The path to implementation
The path for semiconductor procurement involves a strategic shift toward agentic AI. Though Infosys is only beginning to work with clients in many of these areas, some companies are starting to use agentic AI tools that read contracts, spot risks, and suggest better payment terms based on how many semiconductor wafers are being produced. These tools also help speed up approvals and raise alerts when something needs attention. This has helped companies save time, follow rules better, and reduce financial risks.
As mentioned, the negotiation process is also already seeing the benefits of agentic AI intelligence. One semiconductor company was struggling with delays in getting ABF substrates, a type of printed-circuit-board substrate. It used agentic AI to automate the sourcing process. The system noticed demand from factory plans, sent out requests to suppliers, reviewed their responses using risk and performance data, and even suggested, through a copilot, how to negotiate better deals. This reduced the time it took to source materials from weeks to just a few days, and helped the company secure supplies early, keeping production on track.

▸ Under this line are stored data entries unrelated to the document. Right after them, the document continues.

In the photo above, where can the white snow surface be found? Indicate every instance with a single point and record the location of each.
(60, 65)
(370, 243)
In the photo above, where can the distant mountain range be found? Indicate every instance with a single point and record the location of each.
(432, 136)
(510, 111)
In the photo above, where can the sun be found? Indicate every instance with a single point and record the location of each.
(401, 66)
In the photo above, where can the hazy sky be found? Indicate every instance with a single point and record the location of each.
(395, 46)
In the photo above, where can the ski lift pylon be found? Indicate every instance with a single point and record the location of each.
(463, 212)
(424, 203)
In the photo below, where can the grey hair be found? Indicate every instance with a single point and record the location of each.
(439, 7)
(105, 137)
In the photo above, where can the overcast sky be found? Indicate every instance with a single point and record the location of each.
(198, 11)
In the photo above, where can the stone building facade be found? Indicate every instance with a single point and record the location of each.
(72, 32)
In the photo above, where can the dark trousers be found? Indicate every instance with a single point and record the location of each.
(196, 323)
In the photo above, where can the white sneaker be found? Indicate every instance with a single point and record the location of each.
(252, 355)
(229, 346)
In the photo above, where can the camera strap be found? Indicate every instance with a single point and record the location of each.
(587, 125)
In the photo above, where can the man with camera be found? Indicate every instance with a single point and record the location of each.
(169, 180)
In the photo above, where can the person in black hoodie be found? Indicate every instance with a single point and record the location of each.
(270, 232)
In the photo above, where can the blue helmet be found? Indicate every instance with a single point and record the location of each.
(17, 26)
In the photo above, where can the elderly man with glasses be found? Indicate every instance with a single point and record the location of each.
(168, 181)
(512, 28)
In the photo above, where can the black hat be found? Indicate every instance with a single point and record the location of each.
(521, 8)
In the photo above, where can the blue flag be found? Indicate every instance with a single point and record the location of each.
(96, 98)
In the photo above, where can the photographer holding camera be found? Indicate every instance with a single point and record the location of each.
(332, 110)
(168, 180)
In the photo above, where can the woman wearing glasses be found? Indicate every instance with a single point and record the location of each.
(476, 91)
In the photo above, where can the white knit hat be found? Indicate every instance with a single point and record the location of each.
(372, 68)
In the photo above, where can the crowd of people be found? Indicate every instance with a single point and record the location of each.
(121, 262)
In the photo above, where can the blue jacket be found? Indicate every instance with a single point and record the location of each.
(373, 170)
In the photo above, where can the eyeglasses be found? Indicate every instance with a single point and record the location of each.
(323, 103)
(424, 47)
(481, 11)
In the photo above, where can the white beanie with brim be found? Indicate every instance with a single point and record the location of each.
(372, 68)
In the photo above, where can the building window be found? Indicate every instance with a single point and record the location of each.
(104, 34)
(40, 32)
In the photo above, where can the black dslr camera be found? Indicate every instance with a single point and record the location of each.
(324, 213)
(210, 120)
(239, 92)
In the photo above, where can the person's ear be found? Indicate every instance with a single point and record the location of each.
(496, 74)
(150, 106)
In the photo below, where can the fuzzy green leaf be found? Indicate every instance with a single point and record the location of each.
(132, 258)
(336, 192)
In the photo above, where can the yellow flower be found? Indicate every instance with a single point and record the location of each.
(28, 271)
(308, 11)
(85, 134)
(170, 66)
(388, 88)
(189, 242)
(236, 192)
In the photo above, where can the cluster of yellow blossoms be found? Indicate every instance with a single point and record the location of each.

Regardless of the use case, good implementation requires integrating AI agents with existing enterprise resource planning (ERP) systems through secure model context protocol (MCP) servers.

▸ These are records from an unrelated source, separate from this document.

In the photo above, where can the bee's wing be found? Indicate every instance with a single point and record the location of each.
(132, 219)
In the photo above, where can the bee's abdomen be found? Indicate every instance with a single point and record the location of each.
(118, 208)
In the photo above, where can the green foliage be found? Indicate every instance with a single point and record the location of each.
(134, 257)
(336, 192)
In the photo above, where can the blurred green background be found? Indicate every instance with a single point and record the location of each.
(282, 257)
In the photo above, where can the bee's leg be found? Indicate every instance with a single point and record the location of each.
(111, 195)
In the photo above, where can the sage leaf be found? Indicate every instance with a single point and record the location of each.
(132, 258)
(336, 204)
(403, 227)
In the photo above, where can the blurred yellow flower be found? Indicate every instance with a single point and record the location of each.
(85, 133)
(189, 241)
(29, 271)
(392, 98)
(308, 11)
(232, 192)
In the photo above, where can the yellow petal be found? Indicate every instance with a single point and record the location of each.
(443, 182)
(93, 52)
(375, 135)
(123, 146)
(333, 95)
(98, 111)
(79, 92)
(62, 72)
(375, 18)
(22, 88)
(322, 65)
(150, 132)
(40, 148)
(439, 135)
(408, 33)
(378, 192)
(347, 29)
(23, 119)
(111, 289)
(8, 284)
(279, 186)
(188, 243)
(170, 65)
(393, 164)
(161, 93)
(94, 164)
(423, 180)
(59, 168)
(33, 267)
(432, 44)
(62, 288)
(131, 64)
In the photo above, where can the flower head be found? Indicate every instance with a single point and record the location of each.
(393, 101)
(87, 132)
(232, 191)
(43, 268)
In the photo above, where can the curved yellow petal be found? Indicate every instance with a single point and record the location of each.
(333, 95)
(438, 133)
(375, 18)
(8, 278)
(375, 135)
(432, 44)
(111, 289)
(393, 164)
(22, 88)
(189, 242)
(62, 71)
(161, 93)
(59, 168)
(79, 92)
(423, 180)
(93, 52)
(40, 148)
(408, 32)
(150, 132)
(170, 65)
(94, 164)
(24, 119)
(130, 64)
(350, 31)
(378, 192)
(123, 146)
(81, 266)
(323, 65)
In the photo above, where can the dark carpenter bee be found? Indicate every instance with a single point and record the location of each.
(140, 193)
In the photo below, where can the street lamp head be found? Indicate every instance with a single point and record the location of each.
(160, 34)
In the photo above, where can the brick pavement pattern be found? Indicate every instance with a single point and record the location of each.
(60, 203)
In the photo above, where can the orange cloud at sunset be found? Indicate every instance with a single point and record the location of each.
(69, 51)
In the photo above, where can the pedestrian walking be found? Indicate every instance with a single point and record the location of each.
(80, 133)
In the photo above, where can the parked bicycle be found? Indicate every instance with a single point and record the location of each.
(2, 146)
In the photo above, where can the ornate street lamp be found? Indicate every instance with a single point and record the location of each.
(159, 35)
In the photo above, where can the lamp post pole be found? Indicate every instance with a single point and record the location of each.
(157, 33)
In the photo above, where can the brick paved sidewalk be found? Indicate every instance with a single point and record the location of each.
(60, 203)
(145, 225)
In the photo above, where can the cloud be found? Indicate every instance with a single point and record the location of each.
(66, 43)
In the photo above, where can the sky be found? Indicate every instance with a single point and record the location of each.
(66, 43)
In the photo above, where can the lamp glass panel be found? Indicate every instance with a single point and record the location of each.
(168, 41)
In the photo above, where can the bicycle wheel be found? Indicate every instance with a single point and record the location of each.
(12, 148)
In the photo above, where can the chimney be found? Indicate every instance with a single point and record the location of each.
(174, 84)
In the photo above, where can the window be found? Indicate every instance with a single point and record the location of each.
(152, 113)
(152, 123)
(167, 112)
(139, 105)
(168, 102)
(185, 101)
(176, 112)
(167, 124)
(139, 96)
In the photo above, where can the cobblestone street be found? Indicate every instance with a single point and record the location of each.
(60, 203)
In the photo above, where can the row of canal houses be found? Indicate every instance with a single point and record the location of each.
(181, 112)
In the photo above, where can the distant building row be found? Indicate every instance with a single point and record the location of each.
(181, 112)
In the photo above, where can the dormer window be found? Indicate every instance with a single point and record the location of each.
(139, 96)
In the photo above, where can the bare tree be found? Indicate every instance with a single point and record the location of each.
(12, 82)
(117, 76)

MCP is a technology that enables agents to talk with commercial-off-the-shelf (COTS) systems like SAP and Oracle by exposing intelligence in these systems as an array of skills, such as data skills for enterprise data stores or package skills for SaaS or COTS packages. Each skill is a discrete, callable capability that becomes available to the agent in its operating environment.
Organizations must do this while maintaining a commitment to ethical and transparent AI-driven decision-making, and introduce the right amount of human involvement to achieve gains in productivity, contract quality, and risk mitigation.

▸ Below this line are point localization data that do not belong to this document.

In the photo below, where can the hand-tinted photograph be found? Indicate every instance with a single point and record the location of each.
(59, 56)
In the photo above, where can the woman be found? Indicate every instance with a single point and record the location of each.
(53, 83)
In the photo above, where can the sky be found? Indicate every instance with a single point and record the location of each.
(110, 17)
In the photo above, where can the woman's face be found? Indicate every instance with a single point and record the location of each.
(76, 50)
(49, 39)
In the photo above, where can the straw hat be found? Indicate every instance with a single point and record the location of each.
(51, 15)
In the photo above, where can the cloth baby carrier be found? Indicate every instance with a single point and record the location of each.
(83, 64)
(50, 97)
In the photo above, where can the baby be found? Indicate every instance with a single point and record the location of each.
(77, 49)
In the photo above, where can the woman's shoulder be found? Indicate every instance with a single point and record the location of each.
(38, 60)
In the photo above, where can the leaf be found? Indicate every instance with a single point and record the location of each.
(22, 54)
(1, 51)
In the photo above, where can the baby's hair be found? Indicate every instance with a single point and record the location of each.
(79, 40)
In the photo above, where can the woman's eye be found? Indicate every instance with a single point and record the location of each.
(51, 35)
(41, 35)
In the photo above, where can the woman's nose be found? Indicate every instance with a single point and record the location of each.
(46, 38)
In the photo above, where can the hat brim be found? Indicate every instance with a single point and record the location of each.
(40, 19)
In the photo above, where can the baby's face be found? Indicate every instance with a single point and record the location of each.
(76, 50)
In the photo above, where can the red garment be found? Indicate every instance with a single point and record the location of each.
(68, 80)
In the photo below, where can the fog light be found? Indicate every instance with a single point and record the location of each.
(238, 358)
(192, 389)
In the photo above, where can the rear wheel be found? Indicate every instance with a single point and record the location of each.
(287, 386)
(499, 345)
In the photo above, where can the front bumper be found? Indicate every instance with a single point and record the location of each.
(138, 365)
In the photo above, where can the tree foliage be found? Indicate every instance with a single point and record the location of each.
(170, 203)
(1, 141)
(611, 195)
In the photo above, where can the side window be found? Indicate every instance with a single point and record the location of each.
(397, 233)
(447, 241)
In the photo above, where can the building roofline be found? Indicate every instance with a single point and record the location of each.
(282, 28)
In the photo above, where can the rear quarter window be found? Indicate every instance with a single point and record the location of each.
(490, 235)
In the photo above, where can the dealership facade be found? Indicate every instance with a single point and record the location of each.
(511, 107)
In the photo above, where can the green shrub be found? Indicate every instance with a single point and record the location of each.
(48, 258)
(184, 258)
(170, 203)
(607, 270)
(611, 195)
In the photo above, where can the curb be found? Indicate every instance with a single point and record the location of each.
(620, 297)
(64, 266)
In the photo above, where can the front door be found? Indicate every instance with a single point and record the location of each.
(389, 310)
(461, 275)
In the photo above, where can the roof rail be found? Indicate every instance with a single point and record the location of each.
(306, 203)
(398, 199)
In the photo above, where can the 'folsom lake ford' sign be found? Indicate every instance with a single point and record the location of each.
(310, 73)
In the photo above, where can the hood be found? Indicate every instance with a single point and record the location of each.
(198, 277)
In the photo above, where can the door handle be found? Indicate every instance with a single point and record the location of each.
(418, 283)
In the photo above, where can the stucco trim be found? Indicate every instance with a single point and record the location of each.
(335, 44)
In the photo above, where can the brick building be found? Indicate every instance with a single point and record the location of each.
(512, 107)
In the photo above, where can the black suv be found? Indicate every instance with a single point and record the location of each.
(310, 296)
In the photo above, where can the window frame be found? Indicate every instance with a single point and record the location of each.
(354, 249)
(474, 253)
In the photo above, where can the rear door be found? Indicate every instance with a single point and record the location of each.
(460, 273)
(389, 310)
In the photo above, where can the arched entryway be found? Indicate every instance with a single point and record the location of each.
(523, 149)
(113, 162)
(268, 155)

Another factor is considering how much automation is appropriate. Agents must be auditable, and teams must resist the temptation to over-automate sensitive decisions, as AI still has significant limitations.
Three steps should be taken to empower procurement teams:
Step 1. Ensure integration
Agentic AI should be built into the S2P process flow. This means that AI agents should be embedded within ERP platforms like SAP Ariba, Coupa, and Oracle Procurement to autonomously execute procurement decisions such as PO approvals, supplier risk monitoring, and payment reconciliations, all while ensuring compliance with enterprise policies.
Step 2. Make it ethical
Agentic AI systems must prioritize ethical sourcing, regulatory compliance, and transparency in procurement decisions by maintaining auditable records of AI-driven supplier selection, contract negotiations, and pricing adjustments.
Step 3. Be adaptive
Supplier continuity is critical. AI agents should continuously analyze supply chain risks such as geopolitical disruptions, trade restrictions, and natural disasters, and dynamically adjust sourcing strategies, including automatic supplier reallocation, order redistribution, and expedited logistics recommendations, to ensure supply continuity.
A new business strategy
Agentic AI has the potential to transform the semiconductor S2P process. Agentic systems can make procurement more intelligent, autonomous, and resilient. AI-driven sourcing, negotiation, and risk management can help semiconductor companies achieve greater efficiency, cost-savings, and supply-chain stability.
Organizations that integrate AI-first procurement strategies will gain a competitive advantage by mitigating supply chain risks and will improve supplier collaboration. Though all the problems with agentic AI haven’t been ironed out yet, such as hallucinations and memory-loss in the underlying LLMs, how procurement teams should be organized to work with agentic AI systems, and the need to balance AI efficiency with human expertise, companies should act now to realize agentic AI’s full potential. This will ensure a steady supply of chips to fuel AI business strategy in 2026.